This looks like a SD1.5-like latent diffusion model though. The giveaway is that it can't spell.
Sometimes you need to massage the prompt a bit to avoid it getting distracted. e.g., it took me a few tries to get a family having dinner inside a home aquarium. I'd specified it being a large feature wall aquarium, and it got hung up on showing the dining table in front of the feature wall, rather than literally inside the aquarium.
> It can handle complex prompts better than Stable Diffusion XL, but perhaps not as well as DALL-E 3
This is a interesting statement, as Stable Diffusion XL implementations vary from "worse than SD 1.5" to "Competitive with DALL-E 3."
It depends what you want to gen and what prompting style you prefer. I have found SD 1.5/6 to be far more flexible than SDXL. SDXL seems more „neutered“ and biased towards a specific style (like dalle/midj); but this may change as people train more diverse checkpoints and loras for SDXL.
See, this is totally my opposite experience. SDXL handles styles incredibly well... With style prompting.
Hence my point. SDXL implementations vary wildly. For reference I am using Fooocus.
Interesting. Unlike some other popular image generation training, is there a chance that Meta technically got copyright permission for many/most of the images that were posted to its properties?
I'm thinking: When the user who uploaded the image was also the copyright holder, that might've been covered by an agreement that technically permitted this use by Meta.
(Copyright isn't the only legal issue, though. For example, a person in a photo that someone else uploaded doesn't necessarily lose right to their likeness being used for every purpose to which a generative AI service might be put.)
They probably added a clause to their terms of service retroactively granting them permission to use your images for this purpose.
I was thinking Meta might be on more solid copyright ground here than most large generative AI models have.
(Not that legal ground is going to stop anyone, in a generative AI race worth trillions of dollars.)

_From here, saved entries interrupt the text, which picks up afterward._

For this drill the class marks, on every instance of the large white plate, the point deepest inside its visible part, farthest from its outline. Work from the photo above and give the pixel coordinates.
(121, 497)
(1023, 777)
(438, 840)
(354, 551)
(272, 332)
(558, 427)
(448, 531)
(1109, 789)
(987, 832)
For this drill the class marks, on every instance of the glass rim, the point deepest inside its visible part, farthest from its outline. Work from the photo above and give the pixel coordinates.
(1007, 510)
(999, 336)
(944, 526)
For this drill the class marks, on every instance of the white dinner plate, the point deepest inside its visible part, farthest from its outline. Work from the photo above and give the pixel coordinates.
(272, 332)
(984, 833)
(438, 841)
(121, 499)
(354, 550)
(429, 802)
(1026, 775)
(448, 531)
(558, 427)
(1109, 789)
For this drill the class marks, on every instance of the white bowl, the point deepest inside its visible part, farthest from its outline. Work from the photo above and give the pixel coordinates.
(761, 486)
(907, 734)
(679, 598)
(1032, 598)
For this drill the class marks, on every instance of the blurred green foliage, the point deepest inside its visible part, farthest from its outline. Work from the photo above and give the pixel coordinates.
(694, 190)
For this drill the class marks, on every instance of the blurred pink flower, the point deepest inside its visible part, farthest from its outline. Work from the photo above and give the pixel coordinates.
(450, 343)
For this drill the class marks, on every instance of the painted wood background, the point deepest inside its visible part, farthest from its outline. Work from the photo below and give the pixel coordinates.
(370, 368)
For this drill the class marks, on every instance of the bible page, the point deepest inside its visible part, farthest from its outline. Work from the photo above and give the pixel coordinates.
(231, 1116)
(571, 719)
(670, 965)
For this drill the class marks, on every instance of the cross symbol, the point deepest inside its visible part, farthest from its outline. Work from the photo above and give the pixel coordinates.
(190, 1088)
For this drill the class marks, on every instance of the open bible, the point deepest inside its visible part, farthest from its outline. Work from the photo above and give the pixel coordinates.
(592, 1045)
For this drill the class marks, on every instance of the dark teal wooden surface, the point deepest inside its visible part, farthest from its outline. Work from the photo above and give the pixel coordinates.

Meta is asking me to log in with my facebook account. Then after authenticating with my FB account meta says I don't have a meta account.
Is this all some sort of scam to get me to click accept on whatever godforsaken ToS comes with a meta account? If the FB account is good enough to freakin AUTHENTICATE me then just use that ffs.
I wonder what other purposes FB have used those 1.1B+ publicly visible photos to train models for?
Anything that classifies and/or recommends images will likely be a deep learning model these days.
The images of ourselves have now been absorbed into an AI.
An intelligence that knows a shit ton about a very very large number of people.
I'm not sure if they cut me off for generating too many images or because of the content of my images. Everything is now giving the response "This image can't be generated. Please try something else."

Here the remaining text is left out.